P: PubMed, SciELO (Scientific Electronic Library Online), Research Gate, Google Scholar、Googleを検索して得られた140研究
E: ドキシサイクリン使用
C: ドキシサイクリン不使用
O: ドキシサイクリンの使用と、妊娠中の催奇形性または小児における不可逆性の歯牙着色・骨成長障害に相関はあるか

 

結果

■ 高品質の研究の不足や利用できた報告の時期・最近のエビデンスの不足によっての制限のため、メタアナリシスは実施できていないが、主に歯牙着色を中心に140報告が同定された。

 

妊娠中投与による児のリスク

■ 第一トリメスターのドキシサイクリン使用は、胎児に対するリスクを増加させないことを示唆した報告が複数あった。

 

妊娠中投与による歯牙着色

■ テトラサイクリンによる歯牙着色に関する臨床研究は、1960年代初頭に見受けられ始めた。

■ 特に第二/第三トリメスター時期のテトラサイクリン投与は、歯牙着色に関する主な副作用であり、テトラサイクリン関連の歯牙着色の発生率は3.6%と推定されている。

■ 生後3ヵ月から8歳へのテトラサイクリンの投与は、用量-時間依存的に永久歯の永続的なエナメル質変色を起こしうるという研究があり、8歳以降は歯冠が石灰化されるため、テトラサイクリンによる永続的な歯牙着色は発生しない。

 

妊娠中投与による骨成長阻害

■ テトラサイクリン内服治療は、最大40%の骨成長抑制(特に第2および3トリメスターの早産児)と関連していた。

■ 一方、データは不足しているものの、ドキシサイクリンはカルシウムをキレート化する能力が低く、他の薬より永続的な歯牙着色を生じる可能性は低い。

■ 例えば、ドキシサイクリンを投与をうけた米国インディアンの小児58例がドキシサイクリン以外の投与をうけた213人に比較し永久歯の着色や歯の形成に有意差が認められなかった報告がある。

 

肝障害

■ テトラサイクリンを投与された患者は、年齢-性でマッチされた健常対照者を比較して肝毒性が高くなる(現在の使用者のオッズ比[OR] 3.70(95%信頼区間[CI] 1.19.11.45);使用歴のある患者 OR 2.72 [95%CI 1.26.5.85])が、ドキシサイクリン投与患者のリスクは増加しなかった(現在の使用患者 OR 1.49 [95%CI; 0.61.3.62])。

 

コメント

■ ドキシサイクリンは、マラリア、性感染症(骨盤炎症性疾患、クラミジア、梅毒)、リケッチア疾患、ライム病、皮膚感染、ざ瘡といった感染症を治療するために広く用いられています。

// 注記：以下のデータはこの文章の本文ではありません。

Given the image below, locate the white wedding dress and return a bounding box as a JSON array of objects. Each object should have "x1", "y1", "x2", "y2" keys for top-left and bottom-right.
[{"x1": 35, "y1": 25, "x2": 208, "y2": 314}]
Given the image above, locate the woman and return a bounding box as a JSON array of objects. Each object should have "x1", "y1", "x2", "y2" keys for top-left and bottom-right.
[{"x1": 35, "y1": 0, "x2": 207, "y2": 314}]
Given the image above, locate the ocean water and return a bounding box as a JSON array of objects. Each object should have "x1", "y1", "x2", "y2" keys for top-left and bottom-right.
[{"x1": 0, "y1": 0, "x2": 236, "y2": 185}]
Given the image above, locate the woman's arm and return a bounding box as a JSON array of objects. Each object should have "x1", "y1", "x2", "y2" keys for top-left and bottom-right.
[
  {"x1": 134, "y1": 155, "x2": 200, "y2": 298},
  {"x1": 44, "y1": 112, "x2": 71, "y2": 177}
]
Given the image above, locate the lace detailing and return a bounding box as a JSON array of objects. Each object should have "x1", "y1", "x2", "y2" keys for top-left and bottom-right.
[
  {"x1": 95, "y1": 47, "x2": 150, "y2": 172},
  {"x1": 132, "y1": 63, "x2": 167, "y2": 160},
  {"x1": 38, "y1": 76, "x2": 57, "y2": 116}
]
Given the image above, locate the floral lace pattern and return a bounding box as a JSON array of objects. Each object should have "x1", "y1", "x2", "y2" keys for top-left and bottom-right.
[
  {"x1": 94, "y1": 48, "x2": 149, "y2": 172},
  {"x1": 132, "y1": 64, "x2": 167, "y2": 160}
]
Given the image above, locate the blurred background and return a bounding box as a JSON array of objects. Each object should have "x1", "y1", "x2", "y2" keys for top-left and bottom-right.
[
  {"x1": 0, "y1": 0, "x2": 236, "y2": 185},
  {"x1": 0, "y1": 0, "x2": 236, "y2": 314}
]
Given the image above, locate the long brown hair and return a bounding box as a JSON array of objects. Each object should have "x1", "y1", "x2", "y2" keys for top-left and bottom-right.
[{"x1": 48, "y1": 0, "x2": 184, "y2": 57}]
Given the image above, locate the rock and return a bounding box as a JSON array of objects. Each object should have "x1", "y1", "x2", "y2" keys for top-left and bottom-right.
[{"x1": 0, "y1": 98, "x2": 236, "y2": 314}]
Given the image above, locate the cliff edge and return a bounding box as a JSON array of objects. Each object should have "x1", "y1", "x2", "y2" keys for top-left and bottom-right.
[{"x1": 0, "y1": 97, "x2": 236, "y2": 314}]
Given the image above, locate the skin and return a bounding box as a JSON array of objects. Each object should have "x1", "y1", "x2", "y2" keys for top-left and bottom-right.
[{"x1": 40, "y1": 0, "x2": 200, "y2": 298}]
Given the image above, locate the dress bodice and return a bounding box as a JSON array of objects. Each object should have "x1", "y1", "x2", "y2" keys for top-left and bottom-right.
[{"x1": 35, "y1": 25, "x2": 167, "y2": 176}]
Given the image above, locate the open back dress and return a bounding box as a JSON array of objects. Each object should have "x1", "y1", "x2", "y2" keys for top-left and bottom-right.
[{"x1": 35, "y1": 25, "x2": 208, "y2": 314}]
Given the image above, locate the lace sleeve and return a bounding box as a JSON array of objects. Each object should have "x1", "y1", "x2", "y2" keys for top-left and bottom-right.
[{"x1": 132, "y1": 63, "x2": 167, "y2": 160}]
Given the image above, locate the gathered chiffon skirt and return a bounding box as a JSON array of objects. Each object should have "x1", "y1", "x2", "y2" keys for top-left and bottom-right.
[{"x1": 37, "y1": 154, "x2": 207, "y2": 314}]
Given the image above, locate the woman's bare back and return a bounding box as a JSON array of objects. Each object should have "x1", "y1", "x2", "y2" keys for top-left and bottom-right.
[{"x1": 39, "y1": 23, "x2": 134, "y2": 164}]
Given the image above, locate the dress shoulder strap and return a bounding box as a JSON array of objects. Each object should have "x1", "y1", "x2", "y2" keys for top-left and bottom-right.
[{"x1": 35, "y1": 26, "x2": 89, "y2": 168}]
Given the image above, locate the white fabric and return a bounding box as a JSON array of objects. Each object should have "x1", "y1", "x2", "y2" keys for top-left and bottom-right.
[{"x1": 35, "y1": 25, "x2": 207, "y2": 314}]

■ 本論文中に記載されていますが、テトラサイクリンが催奇形を含む重篤な副作用、8歳未満への歯牙着色、まれに妊婦での致命的な肝毒性があると報告され、FDAでのPregnancy Category分類はドキシサイクリンもDにされています。

■ 実際、ドキシサイクリンはテトラサイクリンの一種ですが、今回の検討では、ドキシサイクリンが妊娠または幼児期に投与できるとされ、再評価が必要であると結論されていました。

■ なお、2015年6月に、FDAは「妊娠中の薬物使用のためのカテゴリー分類」情報を書き換え、バイオテロに対する妊娠中のドキシサイクリン治療が容認されたそうです。

■ マイコプラズマに対し積極的に第一選択としては推奨はできないですが、8歳未満の児でオゼックスもマクロライドも効果が乏しくテトラサイクリンを考慮せざるを得ない場合は、ミノマイシンではなくビブラマイシンを選択するという方針もあると考えられるでしょう。このような、「選択肢が狭められた状況で選択しなければならない場合」は医療現場でまま発生します。

■ 「単なる咳」に対するマクロライド、場合によってはオゼックスの使用が多すぎたのではないかと思います。

■ この論文を見つけた後、耐性マイコプラズマに対するドキシサイクリンの効果を検討した報告を見つけたので明日提示します。